10) Efficient Use of ChatBots
30% of large financial corporations and institutions plan to invest in AI and chatbots
In recent times, a lot of businesses have introduced chatbots in order to achieve service excellence at minimal costs. It’s becoming rare for organizations to hire human resource for tasks that can be efficiently carried out by AI-based chatbot.
In 2017, a PWC research found that 30% of large financial corporations and institutions plan to invest in AI and chatbots. In addition to this, AI-focused fintech business startups have gained higher investments with an average of $1 billion in investments in the preceding two years.

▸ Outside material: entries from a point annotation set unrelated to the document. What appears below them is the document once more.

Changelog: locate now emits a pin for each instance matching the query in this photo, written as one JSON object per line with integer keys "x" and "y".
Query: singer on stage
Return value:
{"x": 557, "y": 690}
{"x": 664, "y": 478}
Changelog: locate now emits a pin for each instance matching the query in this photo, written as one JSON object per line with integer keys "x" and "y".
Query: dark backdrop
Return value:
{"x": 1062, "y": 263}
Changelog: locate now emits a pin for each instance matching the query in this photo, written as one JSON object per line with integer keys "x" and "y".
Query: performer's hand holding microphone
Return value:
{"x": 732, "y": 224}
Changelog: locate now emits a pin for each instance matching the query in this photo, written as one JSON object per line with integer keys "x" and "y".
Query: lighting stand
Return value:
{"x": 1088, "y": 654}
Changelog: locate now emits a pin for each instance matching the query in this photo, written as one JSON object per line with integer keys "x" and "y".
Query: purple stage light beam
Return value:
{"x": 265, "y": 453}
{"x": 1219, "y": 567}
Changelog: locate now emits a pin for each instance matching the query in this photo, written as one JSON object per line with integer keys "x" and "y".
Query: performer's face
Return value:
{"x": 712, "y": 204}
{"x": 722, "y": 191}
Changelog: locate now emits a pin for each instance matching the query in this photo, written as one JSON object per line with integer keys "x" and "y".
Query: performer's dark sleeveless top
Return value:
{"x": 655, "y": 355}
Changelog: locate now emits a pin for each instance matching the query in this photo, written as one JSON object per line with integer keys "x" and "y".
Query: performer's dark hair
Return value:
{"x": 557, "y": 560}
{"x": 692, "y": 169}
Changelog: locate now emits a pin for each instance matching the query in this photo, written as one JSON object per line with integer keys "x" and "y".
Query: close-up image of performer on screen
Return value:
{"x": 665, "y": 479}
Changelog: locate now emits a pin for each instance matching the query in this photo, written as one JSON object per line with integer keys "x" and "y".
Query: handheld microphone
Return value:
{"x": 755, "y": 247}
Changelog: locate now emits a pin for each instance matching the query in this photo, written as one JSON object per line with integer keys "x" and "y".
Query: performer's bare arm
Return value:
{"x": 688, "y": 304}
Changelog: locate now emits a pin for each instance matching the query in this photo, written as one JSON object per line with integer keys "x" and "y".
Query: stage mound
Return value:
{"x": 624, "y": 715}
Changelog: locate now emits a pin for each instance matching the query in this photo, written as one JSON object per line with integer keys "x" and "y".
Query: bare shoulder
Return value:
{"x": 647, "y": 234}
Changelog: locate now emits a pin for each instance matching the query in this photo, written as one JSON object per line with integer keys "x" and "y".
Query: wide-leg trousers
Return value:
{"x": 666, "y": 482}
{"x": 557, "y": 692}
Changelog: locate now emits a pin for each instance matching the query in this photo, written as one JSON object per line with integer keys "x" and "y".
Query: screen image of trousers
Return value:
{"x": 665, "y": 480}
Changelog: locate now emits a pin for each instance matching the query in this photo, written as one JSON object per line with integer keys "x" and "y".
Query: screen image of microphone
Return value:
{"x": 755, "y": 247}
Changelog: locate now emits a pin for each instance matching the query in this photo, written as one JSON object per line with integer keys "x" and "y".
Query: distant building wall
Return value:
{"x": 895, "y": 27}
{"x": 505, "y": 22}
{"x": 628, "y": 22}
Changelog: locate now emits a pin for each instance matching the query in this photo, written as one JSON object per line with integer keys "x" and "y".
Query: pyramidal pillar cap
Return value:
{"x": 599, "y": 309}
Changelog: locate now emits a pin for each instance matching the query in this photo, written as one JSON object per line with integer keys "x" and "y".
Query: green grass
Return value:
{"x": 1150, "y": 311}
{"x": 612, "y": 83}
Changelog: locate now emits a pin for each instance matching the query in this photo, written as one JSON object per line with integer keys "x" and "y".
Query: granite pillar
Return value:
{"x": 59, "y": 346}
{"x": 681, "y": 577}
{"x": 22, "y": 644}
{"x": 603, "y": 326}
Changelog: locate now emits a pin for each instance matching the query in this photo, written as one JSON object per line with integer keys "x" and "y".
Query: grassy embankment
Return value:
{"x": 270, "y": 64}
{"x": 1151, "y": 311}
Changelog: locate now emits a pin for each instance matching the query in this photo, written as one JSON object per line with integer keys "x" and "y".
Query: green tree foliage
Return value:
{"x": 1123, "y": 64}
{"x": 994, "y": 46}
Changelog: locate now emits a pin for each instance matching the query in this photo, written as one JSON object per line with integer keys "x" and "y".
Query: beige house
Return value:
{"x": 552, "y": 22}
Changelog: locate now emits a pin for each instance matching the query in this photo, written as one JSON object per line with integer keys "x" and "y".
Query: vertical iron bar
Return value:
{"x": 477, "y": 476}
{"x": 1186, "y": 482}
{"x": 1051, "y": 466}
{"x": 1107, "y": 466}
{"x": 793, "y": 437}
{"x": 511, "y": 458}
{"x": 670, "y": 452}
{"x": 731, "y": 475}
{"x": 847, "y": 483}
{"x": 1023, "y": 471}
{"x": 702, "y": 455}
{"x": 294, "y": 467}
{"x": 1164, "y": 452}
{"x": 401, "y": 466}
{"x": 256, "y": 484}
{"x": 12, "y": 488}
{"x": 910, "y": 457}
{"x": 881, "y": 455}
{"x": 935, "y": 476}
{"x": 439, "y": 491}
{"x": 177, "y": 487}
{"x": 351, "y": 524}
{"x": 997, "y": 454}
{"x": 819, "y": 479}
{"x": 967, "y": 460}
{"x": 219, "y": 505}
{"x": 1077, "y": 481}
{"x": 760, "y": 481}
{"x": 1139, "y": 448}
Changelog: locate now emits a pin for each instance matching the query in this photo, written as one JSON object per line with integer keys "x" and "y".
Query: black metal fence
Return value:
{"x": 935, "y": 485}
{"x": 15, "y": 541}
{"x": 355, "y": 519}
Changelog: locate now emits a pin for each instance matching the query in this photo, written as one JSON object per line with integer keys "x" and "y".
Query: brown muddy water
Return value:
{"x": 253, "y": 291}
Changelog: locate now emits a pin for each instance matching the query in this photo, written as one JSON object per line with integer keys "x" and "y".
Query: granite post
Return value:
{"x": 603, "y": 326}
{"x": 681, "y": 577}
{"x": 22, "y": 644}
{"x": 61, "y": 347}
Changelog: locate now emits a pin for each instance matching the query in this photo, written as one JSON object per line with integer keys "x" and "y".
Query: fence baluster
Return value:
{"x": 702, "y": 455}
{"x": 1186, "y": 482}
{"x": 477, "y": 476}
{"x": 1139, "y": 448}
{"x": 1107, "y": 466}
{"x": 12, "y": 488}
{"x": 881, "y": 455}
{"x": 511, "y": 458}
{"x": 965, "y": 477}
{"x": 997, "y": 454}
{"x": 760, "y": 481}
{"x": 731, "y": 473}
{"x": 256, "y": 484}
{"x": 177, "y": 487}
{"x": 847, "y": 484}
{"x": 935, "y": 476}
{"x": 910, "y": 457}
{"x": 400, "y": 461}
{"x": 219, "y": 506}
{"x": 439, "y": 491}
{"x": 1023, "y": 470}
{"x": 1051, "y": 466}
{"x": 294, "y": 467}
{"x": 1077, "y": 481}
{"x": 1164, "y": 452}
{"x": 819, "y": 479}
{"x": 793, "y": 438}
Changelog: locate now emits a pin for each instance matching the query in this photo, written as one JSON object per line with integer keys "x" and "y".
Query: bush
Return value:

Financial apps have seen similar trends. Chatbots are usually integrated with apps and provide a communication channel between a user and the institution. Using machine learning and artificial intelligence, bots can be trained on thousands of data sets and queries that can be used by digital marketers, app developers and sales team to drive organizational growth via predictive analysis and forecasts.
Final Thoughts on the Top 10 Statistics on Banking & Finance App’s User Engagement
The frequency at which financial apps are used comes in third behind social media and weather apps – in 2019, consumers accessed financial and banking apps over one trillion times. However, financial institutions, app managers and developers find it quite hard to achieve good retention rates.
Leanplum and Liftoff reported that after a day of signing up for a financial app, only 34.8% of users stay. After one week, this number dropped to 14.9%% and after 90 days, it is only 3.4%. If we compare it with the general retention rate of 5%, it is quite evident that retaining users over financial apps is by no means an easy task. Keeping all the aforementioned stats and trends into consideration, it is about time that app developers and product developers bring in all their expertise and experience to full effect in order to achieve noticeable prominence in the world of finance apps – a world that generated more than $3 billion in venture funding in the first three quarters of 2019 alone.